Turkish state backs Halkbank as senior lender executive arrested in US over ‘Zarrab links’

Turkish state backs Halkbank as senior lender executive arrested in US over ‘Zarrab links’

Turkish state backs Halkbank as senior lender executive arrested in US over ‘Zarrab links’


The Turkish government will keep backing the state lender Halkbank, a top Turkish official has said, as U.S. prosecutors on March 28 charged a senior lender executive with participating in a multi-year scheme to violate U.S. sanctions against Iran.

Mehmet Hakan Atilla, a deputy general manager of Halkbank, is accused of conspiring with wealthy Iranian-Turkish gold trader Reza Zarrab to conduct hundreds of millions of dollars of illegal transactions through U.S. banks on behalf of Iran’s government and other entities in that country.

In response to a question on how the arrest will affect the lender’s eurobond issuance and foreign borrowing, Deputy Prime Minister Mehmet Şimşek said the government was backing the lender. 

“Halkbank is a state-run bank and as the Turkish state, we back our lender.

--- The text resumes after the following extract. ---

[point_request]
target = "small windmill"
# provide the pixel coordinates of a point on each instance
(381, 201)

We will do whatever is necessary to maintain the lender’s capabilities to support the real sector and tradespeople,” he said in a Q&A session following a press meeting in Istanbul on April 11. 

“We will follow how this case will affect the investors’ demand and risk appetite. This is the point. The bank’s own studies, the reports by independent auditors and the probes by the Justice Ministry have all showed that there was not any violation of international norms in any transactions of Halkbank. We back our bank, which is a key value of our country,” he added. 

Days after Atilla’s arrest, Şimşek made a similar statement to the media, noting there was a disagreement between Turkish and U.S. officials over the transactions of Halkbank.

“This is an effort to expand a case left over from a previous term. When we discussed those issues with Halkbank thoroughly a long time ago, we saw it was very clear that the bank had conducted brokerage with a neighboring country in a scope allowed by the United Nations Security Council,” Şimşek said on March 30, as quoted by state-run Anadolu Agency. 

“We have repeatedly said this to U.S. officials but it appears they think otherwise,” he added.

Atilla, a 47-year-old Turkish citizen, looked somber as he appeared at a brief hearing before U.S. Magistrate Judge James Francis in Manhattan, a day after being arrested at John F. Kennedy International Airport. 

Atilla had been in New York for the latest in a series of investor meetings ahead of a planned Halkbank dollar-denominated subordinated bond issue.

He is expected to go on trial on April 24, according to several reports.